Abstract

The Asymmetric Distance-Constrained Vehicle Routing Problem (ADVRP) is NP-hard as it is a natural extension of the NP-hard Vehicle Routing Problem. In ADVRP problem, each customer is visited exactly once by a vehicle; every tour starts and ends at a depot; and the traveled distance by each vehicle is not allowed to exceed a predetermined limit. We propose a hybrid metaheuristic algorithm combining the Randomized Variable Neighborhood Search (RVNS) and the Tabu Search (TS) to solve the problem. The combination of multiple neighborhoods and tabu mechanism is used for their capacity to escape local optima while exploring the solution space. Furthermore, the intensification and diversification phases are also included to deliver optimized and diversified solutions.
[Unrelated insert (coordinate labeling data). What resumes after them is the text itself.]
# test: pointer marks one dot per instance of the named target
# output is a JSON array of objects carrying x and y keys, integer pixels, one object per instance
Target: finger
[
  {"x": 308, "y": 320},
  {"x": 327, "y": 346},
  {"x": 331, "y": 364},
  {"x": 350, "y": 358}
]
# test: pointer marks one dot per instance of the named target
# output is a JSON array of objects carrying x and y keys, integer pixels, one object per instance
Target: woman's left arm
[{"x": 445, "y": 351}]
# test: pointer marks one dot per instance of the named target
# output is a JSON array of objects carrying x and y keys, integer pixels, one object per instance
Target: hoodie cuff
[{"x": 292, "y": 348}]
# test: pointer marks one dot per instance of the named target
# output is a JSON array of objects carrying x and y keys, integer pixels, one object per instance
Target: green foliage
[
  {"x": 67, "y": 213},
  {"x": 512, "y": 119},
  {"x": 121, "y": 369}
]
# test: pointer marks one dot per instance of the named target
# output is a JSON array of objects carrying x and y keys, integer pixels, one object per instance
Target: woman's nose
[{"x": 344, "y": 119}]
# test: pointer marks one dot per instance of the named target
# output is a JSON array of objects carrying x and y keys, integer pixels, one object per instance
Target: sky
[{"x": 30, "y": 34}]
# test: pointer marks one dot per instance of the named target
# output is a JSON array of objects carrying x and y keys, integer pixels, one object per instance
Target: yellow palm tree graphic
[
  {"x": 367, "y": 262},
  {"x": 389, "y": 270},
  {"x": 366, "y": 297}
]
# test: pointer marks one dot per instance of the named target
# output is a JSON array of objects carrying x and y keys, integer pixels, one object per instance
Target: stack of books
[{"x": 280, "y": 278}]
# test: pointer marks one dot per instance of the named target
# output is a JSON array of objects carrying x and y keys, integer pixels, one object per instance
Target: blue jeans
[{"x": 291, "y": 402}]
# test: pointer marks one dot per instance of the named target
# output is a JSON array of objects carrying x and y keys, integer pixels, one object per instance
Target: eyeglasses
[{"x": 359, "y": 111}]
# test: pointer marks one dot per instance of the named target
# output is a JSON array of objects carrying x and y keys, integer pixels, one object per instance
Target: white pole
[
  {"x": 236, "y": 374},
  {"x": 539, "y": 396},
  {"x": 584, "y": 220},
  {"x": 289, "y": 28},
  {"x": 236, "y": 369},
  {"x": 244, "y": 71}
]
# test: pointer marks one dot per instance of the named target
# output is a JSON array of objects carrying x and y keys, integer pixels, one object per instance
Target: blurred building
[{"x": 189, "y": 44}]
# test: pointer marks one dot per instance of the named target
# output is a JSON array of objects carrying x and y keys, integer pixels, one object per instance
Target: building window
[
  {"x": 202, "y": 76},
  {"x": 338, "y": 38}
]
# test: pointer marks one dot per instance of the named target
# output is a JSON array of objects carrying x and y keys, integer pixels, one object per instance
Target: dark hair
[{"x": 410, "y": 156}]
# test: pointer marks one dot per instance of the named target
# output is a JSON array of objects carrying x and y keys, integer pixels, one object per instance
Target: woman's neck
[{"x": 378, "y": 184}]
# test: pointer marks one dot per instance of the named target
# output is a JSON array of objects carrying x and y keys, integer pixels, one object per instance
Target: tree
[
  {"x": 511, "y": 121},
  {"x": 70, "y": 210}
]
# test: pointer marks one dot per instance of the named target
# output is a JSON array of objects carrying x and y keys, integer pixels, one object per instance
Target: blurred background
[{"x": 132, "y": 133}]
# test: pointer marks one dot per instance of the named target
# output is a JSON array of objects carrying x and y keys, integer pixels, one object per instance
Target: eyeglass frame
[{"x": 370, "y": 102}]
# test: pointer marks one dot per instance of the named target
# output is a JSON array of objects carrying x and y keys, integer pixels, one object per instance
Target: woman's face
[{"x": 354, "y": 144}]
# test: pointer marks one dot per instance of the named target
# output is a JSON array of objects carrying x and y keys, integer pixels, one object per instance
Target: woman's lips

Extensive numerical experiments and comparisons with all the state-of-the-art algorithms show that the proposed method is highly competitive in terms of solution quality and computation time, providing new best solutions for a number of instances.

Highlights

  • Introduction and literature review The basicVehicle Routing Problem (VRP) aims to design the least cost routes from a single depot to a set of geographically distributed customers such that each customer is visited exactly once by one vehicle

  • We study in this paper a variant of VRP named Distance-Constrained VRP (DVRP)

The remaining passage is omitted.